Viridian Reports Positive Long-Term Data from Phase 3 Veligrotug Trial in Thyroid Eye Disease

Viridian Therapeutics, Inc., a biopharmaceutical company based in Waltham, Massachusetts, has revealed positive long-term results from its THRIVE phase 3 clinical trial. This study focuses on veligrotug, an intravenously administered antibody targeting the insulin-like growth factor-1 receptor (IGF-1R), designed for patients suffering from active thyroid eye disease (TED). TED is an autoimmune condition that leads to inflammation and tissue damage around the eyes. The trial evaluates the efficacy of veligrotug through five infusions given every three weeks, with a primary analysis at week 15 and follow-up until week 52.

Steve Mahoney, President and CEO of Viridian, expressed confidence in the durability and safety data from the trial, suggesting that veligrotug is on track to become the preferred treatment for TED patients if approved. The company aims to submit a Biologics License Application (BLA) in the latter half of the year, with an eye toward a potential commercial launch in 2026.

The company’s phase 3 clinical trials, THRIVE and THRIVE-2, have demonstrated that veligrotug meets all primary and secondary endpoints. The trials reported a rapid onset of therapeutic effects, showing significant improvement in symptoms such as diplopia, a common issue for TED patients. THRIVE-2 marked the first instance of a global phase 3 trial indicating statistically significant relief from diplopia among chronic TED patients. This makes these trials the most extensive programs conducted for TED to date.

Veligrotug is designed to be a leading intravenous treatment for both active and chronic TED. It targets IGF-1R, a validated target both clinically and commercially, which saw U.S. revenues of approximately $2 billion in 2024. Veligrotug’s differentiated dosing regimen is notable for its fewer and shorter infusions compared to currently approved IGF-1R inhibitors, potentially enhancing patient experience.

The robust clinical profile of veligrotug positions it strongly in the TED market, should it receive approval. This could also aid in the introduction of VRDN-003, a promising subcutaneous therapy for TED under Viridian’s development.

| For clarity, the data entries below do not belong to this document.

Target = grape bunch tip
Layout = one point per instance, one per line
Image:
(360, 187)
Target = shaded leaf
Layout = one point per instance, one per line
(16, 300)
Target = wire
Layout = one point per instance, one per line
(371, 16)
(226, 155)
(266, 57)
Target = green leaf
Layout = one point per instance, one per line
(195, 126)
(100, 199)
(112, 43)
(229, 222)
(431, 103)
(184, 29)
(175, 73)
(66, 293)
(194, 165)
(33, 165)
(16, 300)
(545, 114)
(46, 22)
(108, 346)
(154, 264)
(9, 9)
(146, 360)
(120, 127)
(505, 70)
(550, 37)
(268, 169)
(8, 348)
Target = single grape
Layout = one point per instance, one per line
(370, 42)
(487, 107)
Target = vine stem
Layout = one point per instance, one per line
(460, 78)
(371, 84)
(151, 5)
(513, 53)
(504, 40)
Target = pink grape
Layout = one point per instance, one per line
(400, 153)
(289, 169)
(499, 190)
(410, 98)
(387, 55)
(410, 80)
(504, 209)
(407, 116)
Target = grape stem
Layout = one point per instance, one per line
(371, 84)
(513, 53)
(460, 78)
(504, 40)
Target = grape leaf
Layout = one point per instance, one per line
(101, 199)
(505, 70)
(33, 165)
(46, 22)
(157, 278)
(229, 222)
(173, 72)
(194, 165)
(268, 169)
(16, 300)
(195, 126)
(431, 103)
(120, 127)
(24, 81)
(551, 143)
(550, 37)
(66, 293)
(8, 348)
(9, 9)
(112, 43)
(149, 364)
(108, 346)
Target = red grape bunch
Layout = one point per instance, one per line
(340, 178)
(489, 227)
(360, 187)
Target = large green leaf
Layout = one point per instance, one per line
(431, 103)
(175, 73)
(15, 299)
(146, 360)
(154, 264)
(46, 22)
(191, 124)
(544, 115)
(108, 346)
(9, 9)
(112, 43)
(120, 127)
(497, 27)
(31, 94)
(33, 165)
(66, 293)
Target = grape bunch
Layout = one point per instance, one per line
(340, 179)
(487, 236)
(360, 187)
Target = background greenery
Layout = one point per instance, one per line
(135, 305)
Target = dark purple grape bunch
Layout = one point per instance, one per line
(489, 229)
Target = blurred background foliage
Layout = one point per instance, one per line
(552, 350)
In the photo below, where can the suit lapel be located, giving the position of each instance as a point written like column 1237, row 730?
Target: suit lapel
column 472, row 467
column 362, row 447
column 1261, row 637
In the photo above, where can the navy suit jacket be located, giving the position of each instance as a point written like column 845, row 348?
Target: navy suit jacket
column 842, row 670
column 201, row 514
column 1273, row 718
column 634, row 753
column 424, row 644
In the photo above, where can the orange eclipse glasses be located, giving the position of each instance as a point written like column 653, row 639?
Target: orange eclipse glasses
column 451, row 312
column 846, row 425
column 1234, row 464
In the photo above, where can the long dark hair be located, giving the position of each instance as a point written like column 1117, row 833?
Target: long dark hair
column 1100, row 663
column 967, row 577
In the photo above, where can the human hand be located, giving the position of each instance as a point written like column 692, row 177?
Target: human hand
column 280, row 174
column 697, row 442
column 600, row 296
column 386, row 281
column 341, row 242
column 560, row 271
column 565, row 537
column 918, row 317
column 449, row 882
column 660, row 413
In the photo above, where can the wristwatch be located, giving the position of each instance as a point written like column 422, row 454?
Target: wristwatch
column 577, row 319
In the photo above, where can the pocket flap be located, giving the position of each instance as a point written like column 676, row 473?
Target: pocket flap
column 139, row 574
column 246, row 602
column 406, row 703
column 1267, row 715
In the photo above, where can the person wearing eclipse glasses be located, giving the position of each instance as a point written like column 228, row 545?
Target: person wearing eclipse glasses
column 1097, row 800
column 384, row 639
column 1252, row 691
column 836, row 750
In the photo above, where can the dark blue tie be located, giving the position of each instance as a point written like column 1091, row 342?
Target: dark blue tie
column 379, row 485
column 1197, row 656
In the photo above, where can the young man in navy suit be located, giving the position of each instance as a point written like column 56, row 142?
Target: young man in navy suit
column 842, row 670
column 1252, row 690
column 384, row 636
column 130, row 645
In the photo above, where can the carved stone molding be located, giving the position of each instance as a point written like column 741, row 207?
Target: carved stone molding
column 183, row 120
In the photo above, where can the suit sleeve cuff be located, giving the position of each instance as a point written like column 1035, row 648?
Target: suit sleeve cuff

Viridian is dedicated to creating innovative treatments for serious and rare diseases. Their expertise in antibody discovery and protein engineering allows them to develop unique therapeutic candidates for previously validated drug targets in established disease areas. Alongside veligrotug, the company is advancing VRDN-003 through its REVEAL-1 and REVEAL-2 trials to further evaluate its efficacy in active and chronic TED patients.

Beyond their focus on TED, Viridian is also developing a novel range of neonatal Fc receptor (FcRn) inhibitors, such as VRDN-006 and VRDN-008, which hold potential for treatment across multiple autoimmune diseases.

Viridian’s work reflects a commitment to advancing care in areas of unmet medical need, aiming to bring transformative treatments to patients suffering from rare and serious conditions.